Light nuclei in supernova envelopes: a quasiparticle gas model

TL;DR

This paper develops an equation of state for low-density supernova matter containing light nuclei using a quasiparticle gas model, highlighting the role of clusters and their impact on critical temperature for deuteron condensation.

Contribution

It introduces a quasiparticle gas model incorporating bound states and Skyrme functional to describe supernova matter with light nuclei, providing new insights into cluster formation and phase transitions.

Findings

Deuterons, tritons, and 3H(e) nuclei have higher concentrations than heavier nuclei.

The presence of clusters lowers the critical temperature for deuteron condensation.

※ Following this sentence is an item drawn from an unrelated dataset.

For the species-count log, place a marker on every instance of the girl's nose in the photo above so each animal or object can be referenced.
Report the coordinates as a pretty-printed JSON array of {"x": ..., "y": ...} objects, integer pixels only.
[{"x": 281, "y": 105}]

The model accounts for bound states with decay times relevant to supernova evolution.

Abstract

We present an equation of state and the composition of low-density supernova matter composed of light nuclei with mass number A \le 13. We work within the quasiparticle gas model, which accounts for bound states with decay time scales larger than the relevant time scale of supernova and protoneutron star evolution. The mean-field contribution is included in terms of Skyrme density functional. Deuterons, tritons, and 3H(e) nuclei appear in matter in concentrations that are substantially higher than those of heavier nuclei. We calculate the critical temperature of deuteron condensation in such matter, and demonstrate that the appearance of clusters substantially lowers the critical temperature.